Daniel began as a technician in the fashion business. In October 2010, driven by the inspiration to make garments from his own cloth, he researched old industrial looms and was inspired by their largely Victorian level of technology, which was intricate yet understandable.
Alongside his own cloth he aims to offer a bespoke sampling service, allowing designers to have input into the design of their own exclusive cloth.
Once the weaving has become established he hopes to open his studio to the public, showing skills and techniques.
Tabitha is an experienced freelance artist. Her practice is an exploration of objects, cloth and clothing as containers and transmitters of human experience. ‘Threshold’ is an exploration into the evolving condition of hysteria.

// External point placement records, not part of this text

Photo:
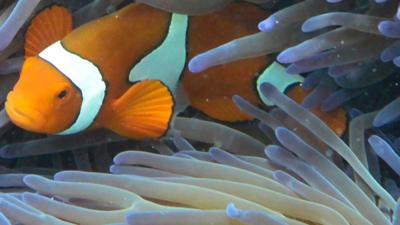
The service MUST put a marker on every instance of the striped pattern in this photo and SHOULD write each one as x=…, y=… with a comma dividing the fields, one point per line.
x=86, y=76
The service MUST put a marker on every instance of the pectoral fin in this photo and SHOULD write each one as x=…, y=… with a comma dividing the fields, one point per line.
x=144, y=111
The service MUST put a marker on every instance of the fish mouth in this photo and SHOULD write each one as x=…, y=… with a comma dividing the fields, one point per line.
x=28, y=119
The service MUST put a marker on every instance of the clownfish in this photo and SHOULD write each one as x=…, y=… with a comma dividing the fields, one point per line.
x=121, y=71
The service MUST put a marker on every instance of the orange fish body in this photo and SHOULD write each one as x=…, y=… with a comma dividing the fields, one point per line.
x=120, y=71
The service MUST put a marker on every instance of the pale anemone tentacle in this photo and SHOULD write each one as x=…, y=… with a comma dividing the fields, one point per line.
x=251, y=217
x=314, y=195
x=272, y=200
x=330, y=171
x=305, y=171
x=180, y=217
x=124, y=201
x=385, y=152
x=219, y=135
x=196, y=168
x=182, y=144
x=19, y=15
x=55, y=144
x=357, y=127
x=321, y=130
x=188, y=195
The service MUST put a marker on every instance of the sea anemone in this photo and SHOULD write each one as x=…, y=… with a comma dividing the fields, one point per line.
x=293, y=170
x=218, y=187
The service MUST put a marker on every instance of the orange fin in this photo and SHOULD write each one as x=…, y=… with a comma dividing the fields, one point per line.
x=144, y=111
x=336, y=119
x=50, y=25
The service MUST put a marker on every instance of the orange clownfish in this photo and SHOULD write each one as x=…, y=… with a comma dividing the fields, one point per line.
x=121, y=71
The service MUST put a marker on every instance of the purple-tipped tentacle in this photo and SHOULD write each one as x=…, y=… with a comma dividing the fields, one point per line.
x=385, y=152
x=336, y=99
x=251, y=217
x=388, y=114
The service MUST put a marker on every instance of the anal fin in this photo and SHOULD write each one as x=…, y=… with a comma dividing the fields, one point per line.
x=50, y=25
x=144, y=111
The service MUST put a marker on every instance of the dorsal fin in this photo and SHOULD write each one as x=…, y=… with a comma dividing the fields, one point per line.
x=50, y=25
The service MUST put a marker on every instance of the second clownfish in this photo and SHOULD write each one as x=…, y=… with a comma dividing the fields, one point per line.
x=122, y=71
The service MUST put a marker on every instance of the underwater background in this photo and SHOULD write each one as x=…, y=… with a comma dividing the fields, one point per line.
x=285, y=166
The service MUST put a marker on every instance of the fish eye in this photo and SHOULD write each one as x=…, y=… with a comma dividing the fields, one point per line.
x=62, y=94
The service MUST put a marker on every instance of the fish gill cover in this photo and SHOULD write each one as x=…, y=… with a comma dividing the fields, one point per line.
x=284, y=167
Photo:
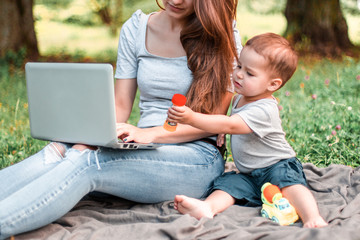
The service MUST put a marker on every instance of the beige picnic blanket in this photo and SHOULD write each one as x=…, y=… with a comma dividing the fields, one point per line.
x=336, y=189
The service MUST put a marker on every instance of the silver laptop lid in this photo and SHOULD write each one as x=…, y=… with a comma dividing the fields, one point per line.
x=72, y=102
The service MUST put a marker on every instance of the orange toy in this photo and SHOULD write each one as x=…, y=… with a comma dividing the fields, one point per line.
x=177, y=100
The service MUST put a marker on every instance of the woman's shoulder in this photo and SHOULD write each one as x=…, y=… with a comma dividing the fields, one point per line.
x=134, y=21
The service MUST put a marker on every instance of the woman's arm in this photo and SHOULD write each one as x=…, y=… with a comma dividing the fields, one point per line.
x=213, y=123
x=125, y=92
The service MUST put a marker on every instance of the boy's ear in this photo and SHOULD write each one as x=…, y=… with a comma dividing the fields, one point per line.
x=274, y=84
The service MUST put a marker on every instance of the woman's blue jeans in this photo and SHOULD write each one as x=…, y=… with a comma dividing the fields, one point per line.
x=45, y=186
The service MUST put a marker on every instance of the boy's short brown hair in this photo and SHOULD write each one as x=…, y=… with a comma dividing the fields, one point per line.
x=277, y=51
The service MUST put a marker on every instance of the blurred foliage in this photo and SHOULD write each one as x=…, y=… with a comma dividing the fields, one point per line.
x=54, y=3
x=278, y=6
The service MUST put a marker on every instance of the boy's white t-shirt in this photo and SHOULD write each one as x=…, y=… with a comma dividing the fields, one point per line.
x=158, y=78
x=266, y=145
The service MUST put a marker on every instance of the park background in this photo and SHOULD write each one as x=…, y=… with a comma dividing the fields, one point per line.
x=319, y=106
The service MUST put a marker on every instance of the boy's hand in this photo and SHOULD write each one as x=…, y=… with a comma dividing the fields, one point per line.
x=181, y=114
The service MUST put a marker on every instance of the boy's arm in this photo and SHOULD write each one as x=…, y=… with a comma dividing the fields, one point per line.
x=210, y=123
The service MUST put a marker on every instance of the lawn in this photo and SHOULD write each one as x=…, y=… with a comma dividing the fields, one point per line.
x=319, y=106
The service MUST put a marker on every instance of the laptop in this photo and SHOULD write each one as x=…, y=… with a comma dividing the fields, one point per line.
x=74, y=103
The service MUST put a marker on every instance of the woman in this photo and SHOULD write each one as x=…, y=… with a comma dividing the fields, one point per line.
x=188, y=47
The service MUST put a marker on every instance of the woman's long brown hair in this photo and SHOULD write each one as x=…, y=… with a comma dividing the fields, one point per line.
x=208, y=40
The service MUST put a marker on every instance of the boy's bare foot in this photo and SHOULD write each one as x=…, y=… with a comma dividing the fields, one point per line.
x=195, y=207
x=315, y=223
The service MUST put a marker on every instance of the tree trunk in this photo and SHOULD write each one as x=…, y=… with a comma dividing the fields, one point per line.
x=17, y=27
x=317, y=27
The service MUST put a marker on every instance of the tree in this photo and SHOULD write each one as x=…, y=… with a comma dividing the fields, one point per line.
x=317, y=27
x=17, y=28
x=109, y=11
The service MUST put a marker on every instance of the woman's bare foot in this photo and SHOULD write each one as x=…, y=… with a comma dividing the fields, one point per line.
x=315, y=223
x=195, y=207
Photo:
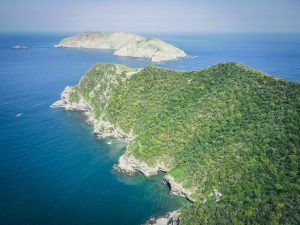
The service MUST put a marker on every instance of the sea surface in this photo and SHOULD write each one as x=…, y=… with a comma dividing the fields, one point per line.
x=52, y=168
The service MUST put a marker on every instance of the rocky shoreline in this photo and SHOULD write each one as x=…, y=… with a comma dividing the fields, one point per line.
x=127, y=164
x=171, y=218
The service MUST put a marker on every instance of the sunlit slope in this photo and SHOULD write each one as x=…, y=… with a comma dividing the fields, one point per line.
x=227, y=129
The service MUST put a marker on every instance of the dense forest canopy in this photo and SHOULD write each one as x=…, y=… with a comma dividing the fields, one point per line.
x=228, y=128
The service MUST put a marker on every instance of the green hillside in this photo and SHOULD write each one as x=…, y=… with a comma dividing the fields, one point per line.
x=227, y=128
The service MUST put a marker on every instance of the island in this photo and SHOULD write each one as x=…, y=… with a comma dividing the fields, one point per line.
x=226, y=137
x=19, y=47
x=125, y=44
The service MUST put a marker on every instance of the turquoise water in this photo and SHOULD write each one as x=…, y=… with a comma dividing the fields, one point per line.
x=52, y=168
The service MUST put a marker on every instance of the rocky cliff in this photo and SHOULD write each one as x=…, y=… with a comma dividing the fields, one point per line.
x=125, y=44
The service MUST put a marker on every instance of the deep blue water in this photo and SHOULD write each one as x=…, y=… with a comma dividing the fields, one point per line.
x=52, y=168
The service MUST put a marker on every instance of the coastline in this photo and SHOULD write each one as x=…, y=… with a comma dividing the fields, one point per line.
x=127, y=163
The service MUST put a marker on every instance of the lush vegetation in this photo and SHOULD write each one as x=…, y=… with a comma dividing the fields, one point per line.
x=227, y=128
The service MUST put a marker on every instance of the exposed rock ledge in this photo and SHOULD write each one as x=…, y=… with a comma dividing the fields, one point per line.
x=129, y=165
x=171, y=218
x=102, y=129
x=125, y=44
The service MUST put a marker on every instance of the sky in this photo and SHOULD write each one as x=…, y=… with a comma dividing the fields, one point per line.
x=150, y=15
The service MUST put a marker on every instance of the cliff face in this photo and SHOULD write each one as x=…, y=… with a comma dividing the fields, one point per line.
x=125, y=44
x=226, y=136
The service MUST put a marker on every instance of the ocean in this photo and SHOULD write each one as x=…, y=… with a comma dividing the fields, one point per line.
x=52, y=168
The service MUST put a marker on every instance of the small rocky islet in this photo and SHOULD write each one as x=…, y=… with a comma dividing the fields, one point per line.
x=125, y=44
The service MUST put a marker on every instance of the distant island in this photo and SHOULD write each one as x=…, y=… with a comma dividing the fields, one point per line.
x=19, y=47
x=125, y=44
x=226, y=137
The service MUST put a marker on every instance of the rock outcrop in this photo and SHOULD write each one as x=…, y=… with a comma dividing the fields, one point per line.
x=171, y=218
x=125, y=44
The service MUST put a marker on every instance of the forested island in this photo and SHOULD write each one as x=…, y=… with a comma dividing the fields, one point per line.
x=227, y=137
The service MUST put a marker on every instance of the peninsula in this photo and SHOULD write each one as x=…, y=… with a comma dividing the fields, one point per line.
x=125, y=44
x=227, y=137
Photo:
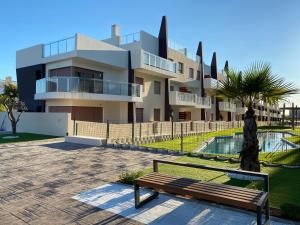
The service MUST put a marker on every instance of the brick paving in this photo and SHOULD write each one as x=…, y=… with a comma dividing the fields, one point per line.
x=38, y=179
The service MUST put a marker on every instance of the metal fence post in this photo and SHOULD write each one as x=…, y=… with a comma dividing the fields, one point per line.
x=140, y=130
x=107, y=131
x=181, y=137
x=172, y=123
x=74, y=127
x=132, y=133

The exhibition, at Liverpool University in 2012, will be accompanied by an educational programme, which includes talks by artists, social historian and a clinical psychologist, a family drop in session and workshops.
The aim is to reach new audiences for contemporary textiles and visual art among scientists and mental health practitioners.
Leanne C. Tonkin
Presenting a research poster at Symposium 2011 - Adhesives & Consolidants for Conservation
Leanne Tonkin is an experienced textile conservator. She is giving a research poster entitled ‘Preserving an English Coal Scuttle: Defining the Suitability of Lascaux in treating an early 19th century Silk Bonnet c.1845’.
The poster will concentrate on the application of an acrylic based adhesive to treat a crushed silk bonnet known as the ‘coal scuttle’ belonging to Bristol Museum and Art Gallery. The treatment highlighted the decision to use an interventive adhesive treatment to stabilise areas of weakness in the silk.
Leanne’s work with adhesives is crucial in the world of textile conservation as new adhesives are being developed as old ones are removed from use.